Volume 2A: 44th Design Automation Conference ◽

10.1115/detc2018-86347 ◽

2018 ◽

Cited By ~ 1

Author(s):

Sheng Shen ◽

M. K. Sadoughi ◽

Xiangyi Chen ◽

Mingyi Hong ◽

Chao Hu

Keyword(s):

Neural Networks ◽

Deep Learning ◽

Convolutional Neural Networks ◽

Lithium Ion ◽

Relevance Vector Machine ◽

Rechargeable Batteries ◽

Li Ion Battery ◽

Deep Convolutional Neural Networks ◽

Battery Capacity ◽

Li Ion

Over the past two decades, safety and reliability of lithium-ion (Li-ion) rechargeable batteries have been receiving a considerable amount of attention from both industry and academia. To guarantee safe and reliable operation of a Li-ion battery pack and build failure resilience in the pack, battery management systems (BMSs) should possess the capability to monitor, in real time, the state of health (SOH) of the individual cells in the pack.
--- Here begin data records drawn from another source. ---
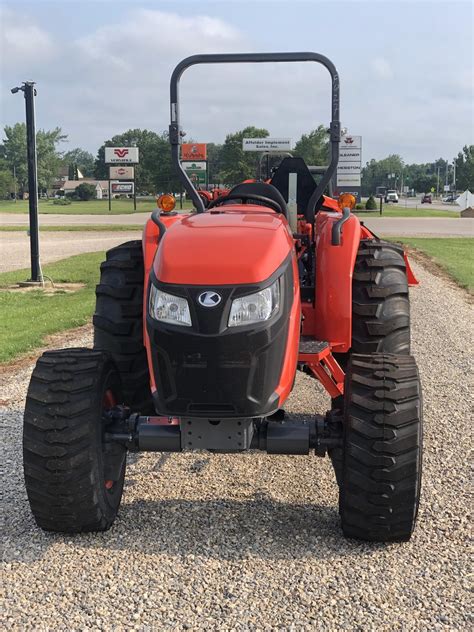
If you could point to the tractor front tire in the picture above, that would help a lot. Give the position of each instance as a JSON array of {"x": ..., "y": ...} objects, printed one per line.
[
  {"x": 380, "y": 304},
  {"x": 118, "y": 322},
  {"x": 382, "y": 448},
  {"x": 74, "y": 479}
]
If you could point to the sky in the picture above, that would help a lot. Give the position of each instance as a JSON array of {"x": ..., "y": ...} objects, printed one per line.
[{"x": 406, "y": 69}]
This paper presents a deep learning method, named deep convolutional neural networks, for cell-level SOH assessment based on the capacity, voltage, and current measurements during a charge cycle. The unique features of deep convolutional neural networks include the local connectivity and shared weights, which enable the model to estimate battery capacity accurately using the measurements during charge. To our knowledge, this is the first attempt to apply deep learning to online SOH assessment of Li-ion battery. 10-year daily cycling data from implantable Li-ion cells are used to verify the performance of the proposed method. Compared with traditional machine learning methods such as relevance vector machine and shallow neural networks, the proposed method is demonstrated to produce higher accuracy and robustness in capacity estimation.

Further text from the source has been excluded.